Toca o telefone. É ela, a campineira digna indignada. Conta que semana passada estreou um seriado na tal de HBO (isso pra mim é nome de remédio pro fígado) chamado “Filhos do Carnaval” — todos aqueles que nascem nove meses depois da chegada do Rei Herodes, digo, do Rei Momo. No papel de bandidão, ex-cafajeste, neopastor neopentecostal, Jece Valadão, padrasto da Luciana Gimenez, sogro de plantão do Mick Jager. Tem quatro filhos, dois bastardos. Um dos “ilegítimos” é segurança do pai, chefe de quadrilha ligada à Mocidade Independente (de drogas?).

Lá pelas tantas, Jece diz ao segurança: “Vamos logo para o aeroporto buscar seu irmão. Ele vem de Campinas, onde a gente lava o nosso dinheiro!”. Era aniversário de Jece. Você foi convidado?

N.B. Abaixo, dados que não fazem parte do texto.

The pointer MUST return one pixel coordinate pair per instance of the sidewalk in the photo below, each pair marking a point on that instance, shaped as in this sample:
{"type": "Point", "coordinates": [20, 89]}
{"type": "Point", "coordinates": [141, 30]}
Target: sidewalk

Quer mais? Para confirmar a fama, esta campineira digna indignada conta o que se deu com ela. Ouçamo-la:

“Por sorte, estava na casa de minha cunhada quando o telefone tocou. Doente, não pode andar, pés gangrenados por corticóides, viúva há pouco. Ligação a cobrar. Olhei no ‘bina’, prefixo 021: Rio de Janeiro. A voz dizia que um filho dela estava em poder deles e ai de nós, se eu desligasse o telefone. Queriam resgate. Foi um custo esperar que alguém mais chegasse à casa, para eu verificar se o menino estava em Campinas ou seqüestrado, mesmo. Enrolei a conversa, enquanto o bandido dava ordens. Enfim, a pessoa que havia chegado à casa de minha cunhada descobriu meu sobrinho são e salvo na cidade, sem saber que era vítima “virtual” de bandidos”.

A campineira digna indignada foi ao 10º DP registrar o B.O, mas a “otoridade de prantão” a mandou para ‘os 5º’, na Swift. Lá a “otoridade de prantão” também não fez B.O. Um agente ligou para o número que apareceu no ‘bina’ e constatou que é de um presídio do Rio de Janeiro.

E ninguém me tira da cabeça que celular só entra na cela se alguém da cadeia levou propina. Ou seja, um bandido solto, a serviço da Justiça, ganha de um bandido preso, a serviço do crime.   Pregado no poste: “Heloisa Helena vai sair na revista Plebéia?”